Pengalaman belajar yang bermakna tidak sama dengan belajar dengan cara menghafal (rote learning) konsep-konsep tertentu yang belum tentu bermakna untuk siswa.
Kenapa pengalaman belajar yang bermakna menjadi tujuan utama dalam pembelajaran mandiri? Alasannya adalah konsep belajar mandiri (independent learning) merupakan keterampilan seseorang untuk mengontrol dan mengelola sendiri apa yang dipelajari dan cara mempelajarinya.
Baca juga: Pendidikan dengan Sudut Pandang 90°
Keterampilan itu merupakan salah satu yang paling vital mesti dimiliki setiap orang agar mampu bersaing di dunia kerja. Bagi para pelajar, keterampilan belajar secara mandiri sangat penting dimiliki sebagai persiapan memasuki dunia pendidikan tinggi.
Peserta didik agar memiliki pengamalan belajar yang bermakna, pembelajaran mandiri mesti mengandung materi ajar yang efektif, berpusat pada siswa (learner-centered), dan membutuhkan strategi pengawasan yang efektif dari guru. Materi ajar yang efektif materinya telah diseleksi dengan mempertimbangkan pengetahuan awal (prior knowledge) yang dimiliki peserta didik.
Dosis dalam memberikan materi ajar ditentukan oleh pengetahuan awal peserta didik. Bukan berdasarkan target pencapaian kurikulum.
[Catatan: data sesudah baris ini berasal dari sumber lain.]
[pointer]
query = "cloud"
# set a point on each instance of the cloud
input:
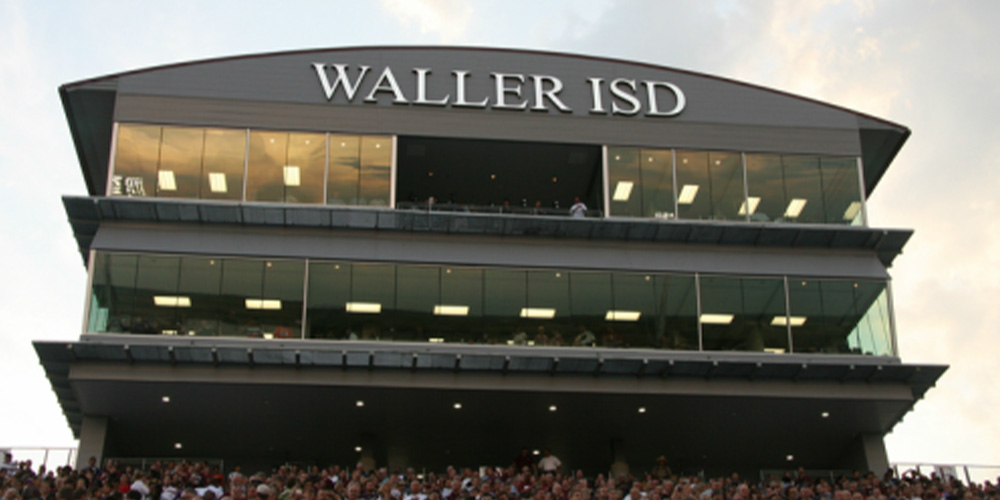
(448, 20)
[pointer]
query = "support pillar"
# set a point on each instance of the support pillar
(93, 436)
(619, 467)
(867, 453)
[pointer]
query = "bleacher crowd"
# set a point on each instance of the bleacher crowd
(200, 481)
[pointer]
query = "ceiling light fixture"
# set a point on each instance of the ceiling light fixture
(623, 191)
(795, 207)
(688, 192)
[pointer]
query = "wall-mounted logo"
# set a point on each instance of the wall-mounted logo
(510, 91)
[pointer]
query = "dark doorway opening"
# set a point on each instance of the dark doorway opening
(486, 175)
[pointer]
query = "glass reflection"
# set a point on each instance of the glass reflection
(156, 294)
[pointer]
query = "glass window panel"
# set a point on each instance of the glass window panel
(112, 299)
(329, 291)
(841, 190)
(590, 300)
(766, 185)
(505, 294)
(282, 316)
(676, 324)
(657, 188)
(633, 293)
(304, 169)
(548, 316)
(345, 170)
(157, 276)
(265, 167)
(726, 171)
(624, 183)
(136, 158)
(199, 282)
(223, 163)
(813, 330)
(376, 163)
(179, 174)
(803, 188)
(738, 314)
(872, 334)
(694, 198)
(242, 279)
(462, 287)
(372, 284)
(417, 292)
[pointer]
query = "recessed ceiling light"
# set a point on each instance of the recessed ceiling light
(688, 192)
(171, 301)
(852, 210)
(795, 207)
(753, 202)
(717, 319)
(292, 176)
(217, 182)
(167, 181)
(790, 320)
(363, 307)
(538, 313)
(613, 315)
(623, 191)
(451, 310)
(267, 304)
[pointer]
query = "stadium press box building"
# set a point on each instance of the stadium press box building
(422, 256)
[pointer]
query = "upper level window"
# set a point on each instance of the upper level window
(710, 185)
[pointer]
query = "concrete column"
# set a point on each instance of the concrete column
(873, 447)
(867, 453)
(619, 467)
(93, 436)
(367, 459)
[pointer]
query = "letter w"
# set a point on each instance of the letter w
(342, 78)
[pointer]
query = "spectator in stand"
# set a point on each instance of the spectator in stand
(549, 462)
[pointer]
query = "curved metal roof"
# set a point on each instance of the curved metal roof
(716, 108)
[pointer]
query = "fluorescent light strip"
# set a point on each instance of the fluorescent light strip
(292, 177)
(785, 321)
(623, 191)
(364, 307)
(446, 310)
(167, 180)
(852, 210)
(171, 301)
(268, 304)
(538, 313)
(717, 319)
(217, 182)
(613, 315)
(688, 192)
(795, 207)
(754, 201)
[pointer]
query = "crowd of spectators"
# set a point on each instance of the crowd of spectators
(200, 481)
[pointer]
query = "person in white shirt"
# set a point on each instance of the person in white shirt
(549, 463)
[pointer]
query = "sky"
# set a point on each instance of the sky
(929, 65)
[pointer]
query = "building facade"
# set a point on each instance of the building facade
(430, 256)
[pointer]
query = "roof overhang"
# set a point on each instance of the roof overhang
(298, 399)
(86, 214)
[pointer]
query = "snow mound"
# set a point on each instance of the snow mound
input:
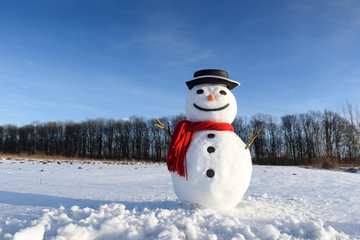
(114, 221)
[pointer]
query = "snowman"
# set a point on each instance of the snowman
(210, 165)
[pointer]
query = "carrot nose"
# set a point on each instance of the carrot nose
(211, 97)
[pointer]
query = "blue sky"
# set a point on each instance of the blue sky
(78, 60)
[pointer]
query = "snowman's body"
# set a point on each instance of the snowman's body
(230, 163)
(217, 163)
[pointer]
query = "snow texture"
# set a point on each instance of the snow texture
(73, 200)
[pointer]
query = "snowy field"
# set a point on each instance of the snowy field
(72, 200)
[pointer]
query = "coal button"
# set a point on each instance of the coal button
(211, 149)
(210, 173)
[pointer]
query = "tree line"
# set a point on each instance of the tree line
(325, 138)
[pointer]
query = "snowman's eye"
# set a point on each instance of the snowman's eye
(222, 92)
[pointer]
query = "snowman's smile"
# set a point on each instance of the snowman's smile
(211, 109)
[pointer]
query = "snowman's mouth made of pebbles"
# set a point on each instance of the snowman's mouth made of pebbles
(211, 109)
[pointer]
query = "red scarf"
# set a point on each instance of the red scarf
(181, 139)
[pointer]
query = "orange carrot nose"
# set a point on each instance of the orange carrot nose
(211, 97)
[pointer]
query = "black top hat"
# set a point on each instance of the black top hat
(212, 76)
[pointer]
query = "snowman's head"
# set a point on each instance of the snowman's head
(210, 102)
(210, 98)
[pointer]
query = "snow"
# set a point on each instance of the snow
(74, 200)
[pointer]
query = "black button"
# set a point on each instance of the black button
(211, 149)
(211, 135)
(210, 173)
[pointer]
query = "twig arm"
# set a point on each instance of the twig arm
(162, 127)
(257, 134)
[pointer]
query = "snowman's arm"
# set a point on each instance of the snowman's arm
(166, 130)
(257, 134)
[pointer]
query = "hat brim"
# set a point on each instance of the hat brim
(230, 84)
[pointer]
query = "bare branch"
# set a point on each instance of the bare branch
(257, 134)
(160, 125)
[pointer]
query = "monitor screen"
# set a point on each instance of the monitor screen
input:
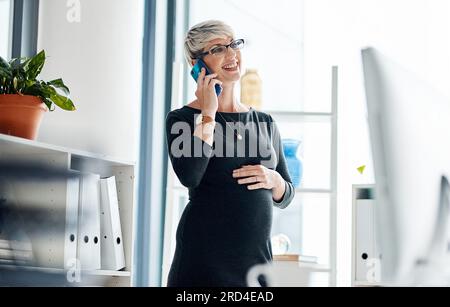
(410, 127)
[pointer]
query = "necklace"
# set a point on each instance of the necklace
(238, 134)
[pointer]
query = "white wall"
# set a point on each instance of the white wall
(5, 10)
(99, 58)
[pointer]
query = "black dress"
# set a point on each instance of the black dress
(225, 228)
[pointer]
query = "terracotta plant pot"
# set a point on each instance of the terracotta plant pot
(21, 115)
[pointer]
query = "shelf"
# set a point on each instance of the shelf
(286, 116)
(313, 191)
(29, 147)
(63, 271)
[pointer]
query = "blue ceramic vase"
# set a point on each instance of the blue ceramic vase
(294, 164)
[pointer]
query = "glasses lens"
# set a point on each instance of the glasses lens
(219, 50)
(237, 44)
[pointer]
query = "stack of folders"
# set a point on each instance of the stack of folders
(93, 238)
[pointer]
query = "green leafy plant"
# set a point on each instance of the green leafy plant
(18, 76)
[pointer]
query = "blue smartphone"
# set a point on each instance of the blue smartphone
(197, 69)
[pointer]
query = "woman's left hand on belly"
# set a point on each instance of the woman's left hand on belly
(258, 177)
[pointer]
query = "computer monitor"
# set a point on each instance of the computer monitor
(409, 125)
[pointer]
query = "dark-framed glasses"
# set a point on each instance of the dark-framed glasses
(221, 50)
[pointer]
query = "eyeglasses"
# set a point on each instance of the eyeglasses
(222, 49)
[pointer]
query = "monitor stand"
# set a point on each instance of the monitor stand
(434, 269)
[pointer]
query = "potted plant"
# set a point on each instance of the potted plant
(24, 99)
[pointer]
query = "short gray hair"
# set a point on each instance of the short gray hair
(199, 35)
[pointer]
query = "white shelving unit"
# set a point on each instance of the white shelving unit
(50, 197)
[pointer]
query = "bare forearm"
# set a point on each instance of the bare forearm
(279, 188)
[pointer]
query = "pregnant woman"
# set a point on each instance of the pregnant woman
(230, 158)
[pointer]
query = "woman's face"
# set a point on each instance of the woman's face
(228, 66)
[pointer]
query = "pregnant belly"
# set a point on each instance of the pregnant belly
(238, 217)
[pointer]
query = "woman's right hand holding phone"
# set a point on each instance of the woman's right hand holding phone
(206, 93)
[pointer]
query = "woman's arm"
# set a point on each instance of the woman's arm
(260, 177)
(284, 192)
(189, 151)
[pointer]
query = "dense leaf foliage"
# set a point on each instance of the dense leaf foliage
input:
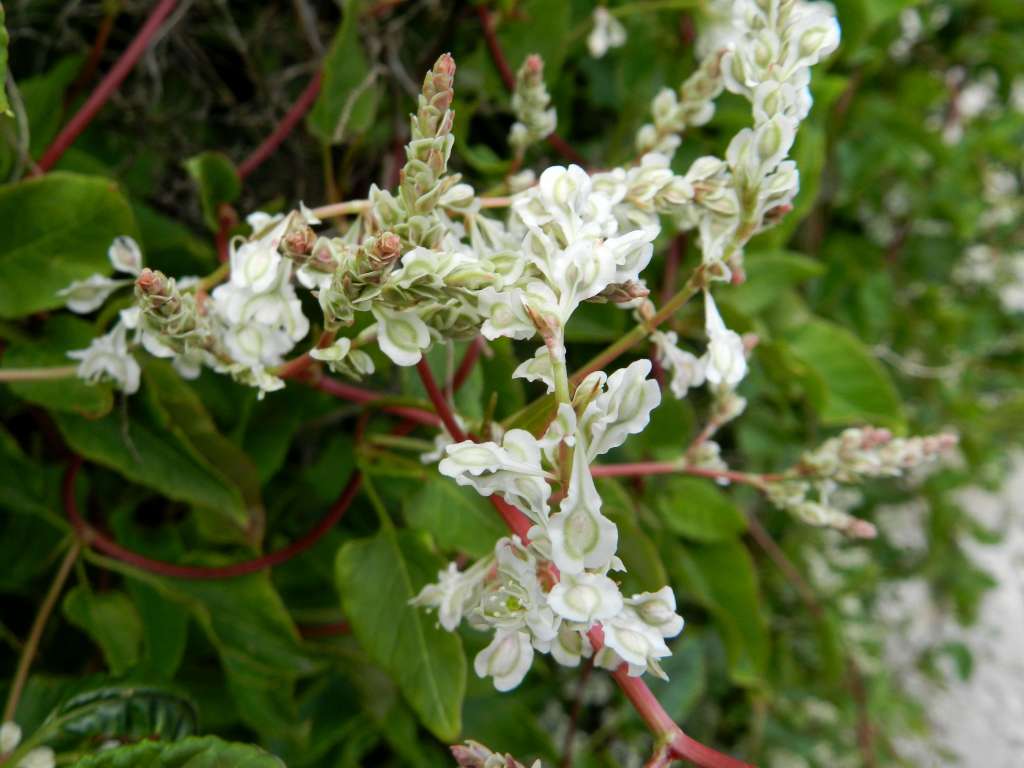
(243, 566)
Pengetahuan awal adalah pemahaman, pengalaman, dan pengetahuan prasyarat, dan segala sesuatu yang dimiliki peserta didik yang berfungsi untuk mempengaruhi informasi baru yang ditambahkan ke struktur pengetahuan yang sudah ada. Karenanya, di dalam pembelajaran bahasa asing, misalnya, peserta didik akan kesulitan memahami kalimat-kalimat yang kompleks ketika kalimat-kalimat sederhana belum mampu untuk dipahami.
Bekal kemampuan awal yang cukup akan menjadikan peserta didik tidak akan mengalami kesulitan yang berarti mempelajari dan menguasai serta memahami materi pelajaran selanjutnya. Sebaliknya, peserta didik yang rendah kemampuan awalnya akan memiliki kesulitan memahami materi baru.
Mengabaikan pengetahuan awal setiap peserta didik, dan lebih berorientasi untuk mencapai target kurikulum akan berbuah respon yang tidak produktif dari para peserta didik. Mereka akan mengalami kesulitan dalam menguasai materi ajar yang semakin kompleks. Naifnya lagi, selain belum menjadi kebiasaan, para peserta didik belum mendapatkan pelatihan tentang cara belajar secara mandiri.
Dari sisi kebijakan, pemaksaan untuk mempelajari materi pelajaran sesuai target kurikulum juga berseberangan dengan kebijakan pendidikan pada masa darurat Covid-19 yang dengan tegas menggariskan bahwa capaian target kurikulum tidak menjadi acuan baik untuk penentuan kenaikan kelas maupun kelulusan.
Di samping itu, peserta didik akan memiliki pengalaman belajar yang bermakna ketika pembelajaran mandiri berpusat pada siswa (learner-centered).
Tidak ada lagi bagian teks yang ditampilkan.